Cesare C.M. Del Moro Partner L1T

La trasparenza è uno dei principi che devono essere seguiti nella gestione dei dati relativi alla salute. Ciò significa trattare i dati, sopratutto quelli “particolari”, il minimo necessario, informando dettagliatamente il lavoratore su tutti gli aspetti che concernono le informazioni che lo stesso sta cedendo. È importante specificare la base giuridica che giustifica l’utilizzo del singolo dato e tenere sempre presente che l’obiettivo primario è quello di salvaguardare la salute. In tal senso, in ambito aziendale, è opportuno investire su tutte quelle figure che si occupano di dati dei lavoratori: a partire al medico d’azienda fino all’organismo di vigilanza, per arrivare infine al data protection officer, figura essenziale in questo momento di emergenza sanitaria.


 
 

Guglielmo Burragato Business Partner L1T

La crisi emergenziale dovuta al Covid-19 ci ha posti di fronte alla dicotomia tra diritto del lavoro ordinario e diritto del lavoro dell’emergenza. In questo senso, questa crisi ha permesso di derogare ad una serie di interessi e diritti, tanto a favore del lavoratore che dell’azienda. Ad esempio, l’accesso alla pratica di smart working, normalmente, è oggetto di un accordo delle parti.

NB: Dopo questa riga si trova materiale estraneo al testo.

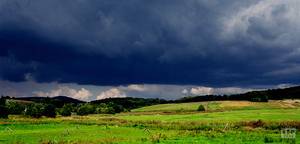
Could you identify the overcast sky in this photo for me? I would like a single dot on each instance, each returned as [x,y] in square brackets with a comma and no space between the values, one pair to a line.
[91,49]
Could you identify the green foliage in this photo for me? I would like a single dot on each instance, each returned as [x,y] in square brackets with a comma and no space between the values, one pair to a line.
[2,101]
[49,110]
[15,107]
[85,109]
[201,108]
[3,111]
[35,110]
[66,110]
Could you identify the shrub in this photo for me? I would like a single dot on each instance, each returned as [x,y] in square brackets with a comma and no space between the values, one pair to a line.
[3,112]
[49,110]
[34,110]
[66,110]
[15,107]
[201,108]
[86,109]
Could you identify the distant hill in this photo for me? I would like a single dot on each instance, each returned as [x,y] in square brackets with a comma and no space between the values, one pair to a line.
[259,96]
[131,103]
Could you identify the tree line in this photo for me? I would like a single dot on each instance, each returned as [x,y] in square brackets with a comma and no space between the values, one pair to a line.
[51,107]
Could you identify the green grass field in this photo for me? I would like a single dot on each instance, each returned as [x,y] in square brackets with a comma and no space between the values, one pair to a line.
[223,122]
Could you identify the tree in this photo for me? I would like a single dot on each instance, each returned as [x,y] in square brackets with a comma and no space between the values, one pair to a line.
[201,108]
[66,110]
[15,107]
[3,109]
[86,109]
[3,112]
[34,110]
[49,110]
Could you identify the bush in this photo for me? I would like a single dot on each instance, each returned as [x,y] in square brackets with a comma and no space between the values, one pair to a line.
[3,112]
[201,108]
[34,110]
[66,110]
[15,107]
[49,110]
[85,109]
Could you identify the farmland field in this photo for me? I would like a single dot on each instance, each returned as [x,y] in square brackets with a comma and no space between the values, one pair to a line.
[222,122]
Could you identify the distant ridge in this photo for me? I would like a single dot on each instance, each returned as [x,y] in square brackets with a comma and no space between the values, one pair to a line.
[270,94]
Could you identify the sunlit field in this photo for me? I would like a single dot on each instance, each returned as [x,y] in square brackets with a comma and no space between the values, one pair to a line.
[223,122]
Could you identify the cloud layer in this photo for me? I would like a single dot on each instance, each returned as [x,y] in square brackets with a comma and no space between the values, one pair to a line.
[214,43]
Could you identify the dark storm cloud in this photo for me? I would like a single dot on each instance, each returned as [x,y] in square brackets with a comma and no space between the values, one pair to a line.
[207,42]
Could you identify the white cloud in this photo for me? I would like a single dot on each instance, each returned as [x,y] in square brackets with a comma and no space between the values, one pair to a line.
[82,94]
[184,91]
[135,87]
[111,93]
[217,91]
[268,23]
[202,91]
[230,90]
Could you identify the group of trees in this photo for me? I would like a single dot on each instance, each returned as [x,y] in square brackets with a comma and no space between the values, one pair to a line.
[3,110]
[37,110]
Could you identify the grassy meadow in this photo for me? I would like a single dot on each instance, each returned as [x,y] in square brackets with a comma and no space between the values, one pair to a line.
[222,122]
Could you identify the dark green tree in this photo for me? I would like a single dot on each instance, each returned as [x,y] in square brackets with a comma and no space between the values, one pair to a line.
[34,110]
[49,110]
[66,110]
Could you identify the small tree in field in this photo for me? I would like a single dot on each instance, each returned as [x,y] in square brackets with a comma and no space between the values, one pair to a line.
[201,108]
[34,110]
[49,110]
[3,109]
[3,112]
[66,110]
[86,109]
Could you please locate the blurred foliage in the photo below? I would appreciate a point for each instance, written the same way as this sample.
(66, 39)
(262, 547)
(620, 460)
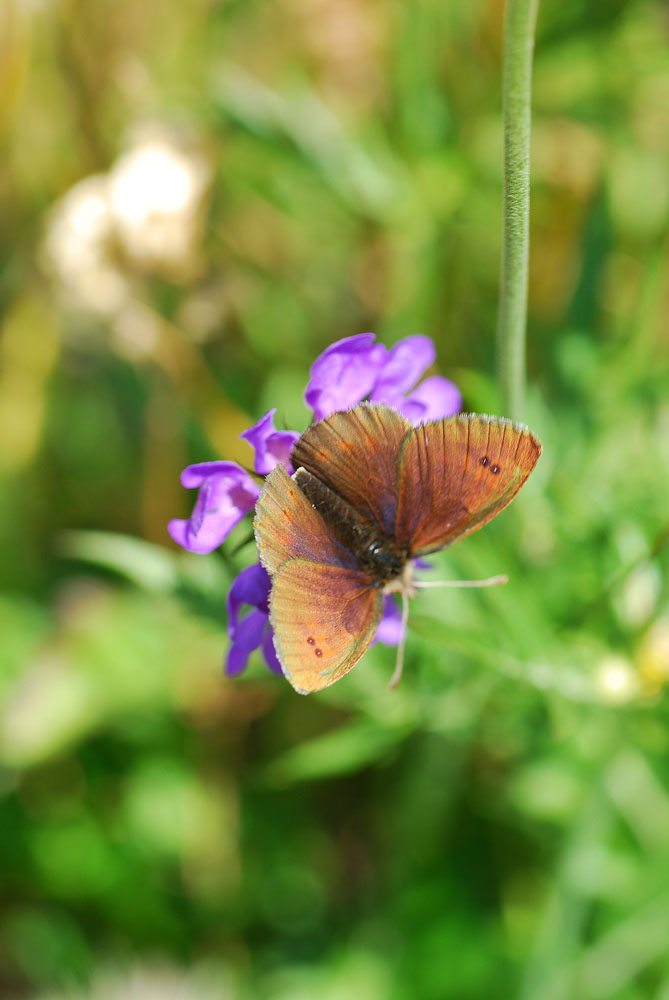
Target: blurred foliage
(198, 198)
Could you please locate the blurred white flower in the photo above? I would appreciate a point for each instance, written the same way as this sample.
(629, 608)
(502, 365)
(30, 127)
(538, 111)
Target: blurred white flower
(77, 248)
(145, 214)
(150, 983)
(616, 680)
(156, 193)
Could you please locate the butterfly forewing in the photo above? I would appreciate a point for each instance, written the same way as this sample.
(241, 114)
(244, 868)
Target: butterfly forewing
(456, 475)
(356, 453)
(287, 527)
(324, 618)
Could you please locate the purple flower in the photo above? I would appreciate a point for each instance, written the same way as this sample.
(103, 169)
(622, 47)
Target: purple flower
(355, 368)
(344, 374)
(389, 631)
(271, 446)
(227, 493)
(253, 630)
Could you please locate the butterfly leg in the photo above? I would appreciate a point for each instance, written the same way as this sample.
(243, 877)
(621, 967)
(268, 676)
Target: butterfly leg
(399, 664)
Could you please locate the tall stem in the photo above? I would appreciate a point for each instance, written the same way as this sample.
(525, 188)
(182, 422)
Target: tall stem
(519, 26)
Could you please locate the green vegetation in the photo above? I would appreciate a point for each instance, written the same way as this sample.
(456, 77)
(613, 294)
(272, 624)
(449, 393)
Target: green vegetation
(499, 826)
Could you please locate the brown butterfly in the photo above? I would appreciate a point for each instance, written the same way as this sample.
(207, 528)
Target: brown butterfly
(371, 493)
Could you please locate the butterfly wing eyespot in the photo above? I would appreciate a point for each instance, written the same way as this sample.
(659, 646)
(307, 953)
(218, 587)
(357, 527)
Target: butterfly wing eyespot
(457, 477)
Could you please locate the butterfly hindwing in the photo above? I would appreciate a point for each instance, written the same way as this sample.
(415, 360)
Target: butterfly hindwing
(324, 618)
(456, 475)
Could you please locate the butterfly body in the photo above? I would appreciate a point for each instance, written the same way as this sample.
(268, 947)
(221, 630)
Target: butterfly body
(376, 553)
(371, 493)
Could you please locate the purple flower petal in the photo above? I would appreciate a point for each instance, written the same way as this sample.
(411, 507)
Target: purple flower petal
(389, 631)
(251, 586)
(344, 374)
(269, 652)
(272, 447)
(248, 635)
(226, 494)
(404, 365)
(434, 398)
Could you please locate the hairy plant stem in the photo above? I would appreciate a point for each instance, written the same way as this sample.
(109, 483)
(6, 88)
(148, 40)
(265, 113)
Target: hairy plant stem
(519, 26)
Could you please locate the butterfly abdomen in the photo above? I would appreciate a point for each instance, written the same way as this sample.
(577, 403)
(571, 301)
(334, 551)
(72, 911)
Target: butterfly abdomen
(377, 555)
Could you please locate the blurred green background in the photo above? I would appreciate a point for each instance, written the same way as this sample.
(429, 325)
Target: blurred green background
(197, 199)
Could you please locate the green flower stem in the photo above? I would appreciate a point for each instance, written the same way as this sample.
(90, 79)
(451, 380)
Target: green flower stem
(516, 95)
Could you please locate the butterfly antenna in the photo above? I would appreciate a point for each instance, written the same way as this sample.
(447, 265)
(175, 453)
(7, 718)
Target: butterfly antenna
(395, 679)
(492, 581)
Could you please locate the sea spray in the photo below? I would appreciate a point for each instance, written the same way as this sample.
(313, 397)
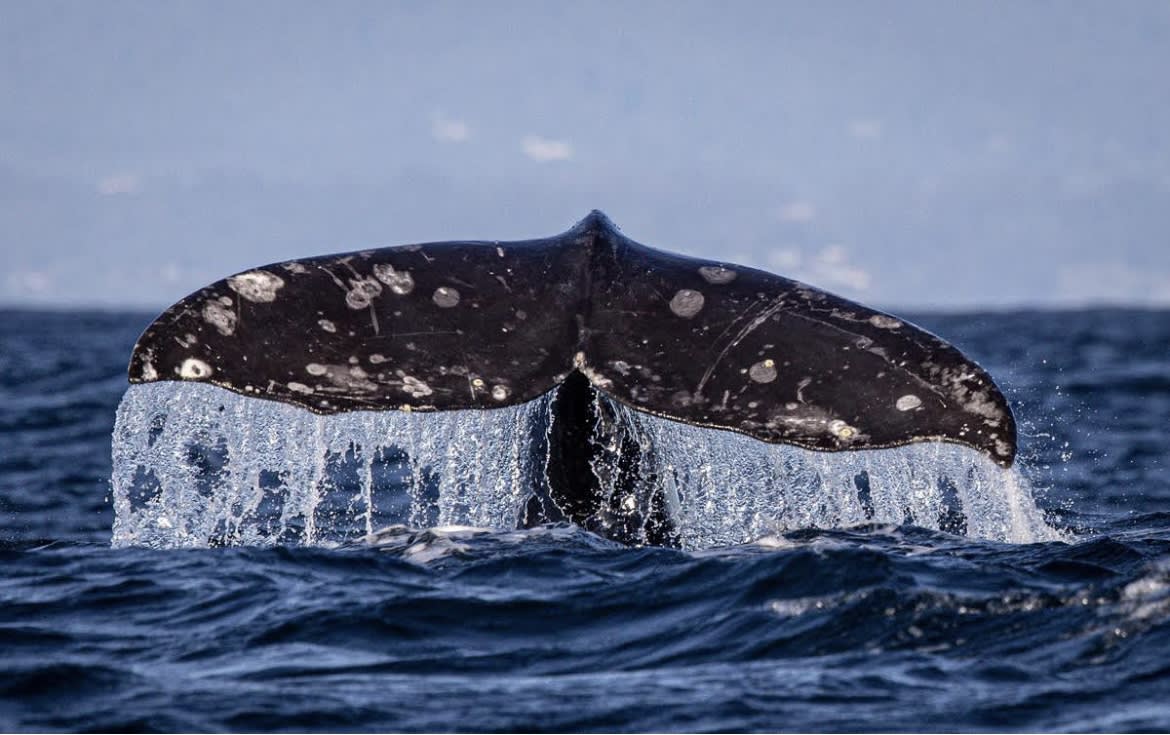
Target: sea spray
(195, 466)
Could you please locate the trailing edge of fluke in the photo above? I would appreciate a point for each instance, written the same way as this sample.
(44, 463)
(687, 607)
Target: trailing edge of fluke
(482, 324)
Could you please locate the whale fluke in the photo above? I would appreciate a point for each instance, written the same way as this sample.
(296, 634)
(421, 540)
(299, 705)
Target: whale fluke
(482, 324)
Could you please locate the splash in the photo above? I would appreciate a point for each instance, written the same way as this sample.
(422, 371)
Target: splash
(199, 466)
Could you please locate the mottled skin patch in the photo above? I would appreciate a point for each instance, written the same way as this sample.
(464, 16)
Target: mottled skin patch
(701, 342)
(256, 286)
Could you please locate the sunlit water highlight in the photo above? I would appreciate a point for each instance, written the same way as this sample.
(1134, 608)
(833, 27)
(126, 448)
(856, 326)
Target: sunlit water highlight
(197, 466)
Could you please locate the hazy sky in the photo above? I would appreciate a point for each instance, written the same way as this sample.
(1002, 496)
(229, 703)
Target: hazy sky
(902, 153)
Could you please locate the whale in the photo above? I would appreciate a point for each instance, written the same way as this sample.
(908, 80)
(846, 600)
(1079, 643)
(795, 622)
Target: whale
(592, 322)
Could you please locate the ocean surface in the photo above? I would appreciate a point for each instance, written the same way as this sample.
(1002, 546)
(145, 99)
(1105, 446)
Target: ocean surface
(869, 626)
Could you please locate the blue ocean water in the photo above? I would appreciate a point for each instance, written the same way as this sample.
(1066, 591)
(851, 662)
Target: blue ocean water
(869, 627)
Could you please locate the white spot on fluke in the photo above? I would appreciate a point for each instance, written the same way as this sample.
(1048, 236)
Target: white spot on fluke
(194, 369)
(445, 297)
(764, 371)
(401, 282)
(717, 275)
(219, 316)
(908, 403)
(687, 303)
(841, 430)
(414, 387)
(256, 286)
(362, 293)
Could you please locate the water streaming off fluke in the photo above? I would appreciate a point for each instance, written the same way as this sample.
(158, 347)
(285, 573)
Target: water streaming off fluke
(198, 466)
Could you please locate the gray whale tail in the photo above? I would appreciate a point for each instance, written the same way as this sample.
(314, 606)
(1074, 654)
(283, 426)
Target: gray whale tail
(590, 313)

Nel contesto emergenziale, invece, si prescinde dall’accordo delle parti e lo smart working, in alcuni casi, è diventato un automatico diritto del lavoratore. Lo stesso può dirsi con riferimento agli accertamenti sanitari sul luogo di lavoro. Un accertamento sanitario effettuato dal datore di lavoro è, solitamente, penalmente sanzionato. In questa fase, invece, non solo questo divieto viene meno ma è imposto al datore di lavoro di procedere all’accertamento nell’interesse del lavoratore, dell’azienda e dell’intera comunità.


 
 

Tommaso Cohen CFO e Strategy Executive Director Teamsystem

La pandemia ha cambiato il modo di concepire il lavoro creando diverse opportunità. Nei giorni successivi all’avvio della pandemia, le priorità delle aziende si sono orientare nei confronti dei clienti, dei dipendenti e degli azionisti. In questa fase emergenziale abbiamo assistito ad una nuova forma di interazione e collaborazione lavorativa che non ha intaccato la produzione e l’efficienza. Al contrario, abbiamo registrato un aumento delle capacità produttive dei lavoratori e un incremento della fiducia reciproca tra aziende e dipendenti e viceversa. Lo smart working è dunque un’opportunità che non solo consolida il rapporto di fiducia e riduce, ma permette in prospettiva all’azienda di essere più forte sul mercato e crescere.


 
 

Giulia Mancini Business Partner L1T

L’attuale emergenza espone l’azienda a rischi diretti e indiretti e a nuove occasioni di illeciti 231 che è opportuno monitorare. Il contagio del lavoratore sul luogo di lavoro, infatti, può essere ricondotto alla responsabilità del datore nel caso in cui si dimostri il nesso di causalità tra l’evento dannoso e il comportamento del datore stesso. Per tale ragione, l’azienda non si deve limitare ad attenersi ai protocolli messi a disposizione dal governo. Deve impegnarsi nella dimostrazione che, in concreto, tali protocolli e le conseguenti misure preventive, siano adeguate alle specifiche esigenze dell’azienda. In questo senso, l’organismo di vigilanza svolge un compito chiave. Deve vigilare sull’applicazione del sistema disciplinare laddove un lavoratore si rifiuti di adottare le misure previste dall’impresa l’azienda e deve intensificare il flusso informativo con le figure apicali dell’azienda agendo in un’ottica preventiva, che riduca il rischio d’esposizione dell’azienda ad una contestazione 231.


 
 

Alessandro Ferrari Studio Alfa S.p.A. - Business Partner L1T

Poiché il contagio nell’ambiente di lavoro è classificato come infortunio, il datore deve mettere in atto tutte le misure opportune che garantiscano la tutela dei lavoratori entro il proprio ambiente. In questo senso, è estremamente importante monitorare la corretta applicazione delle diverse linee guida, dei protocolli nonché dei documenti tecnici, elaborati da parte del Ministero della Salute. Inoltre, non bisogna trascurare che è opportuno aggiornare il Documento di Valutazione dei Rischi, il quale deve riportare le misure anti-contagio messe in atto affinché il datore di lavoro dimostri di non essere incorso in nessuna responsabilità.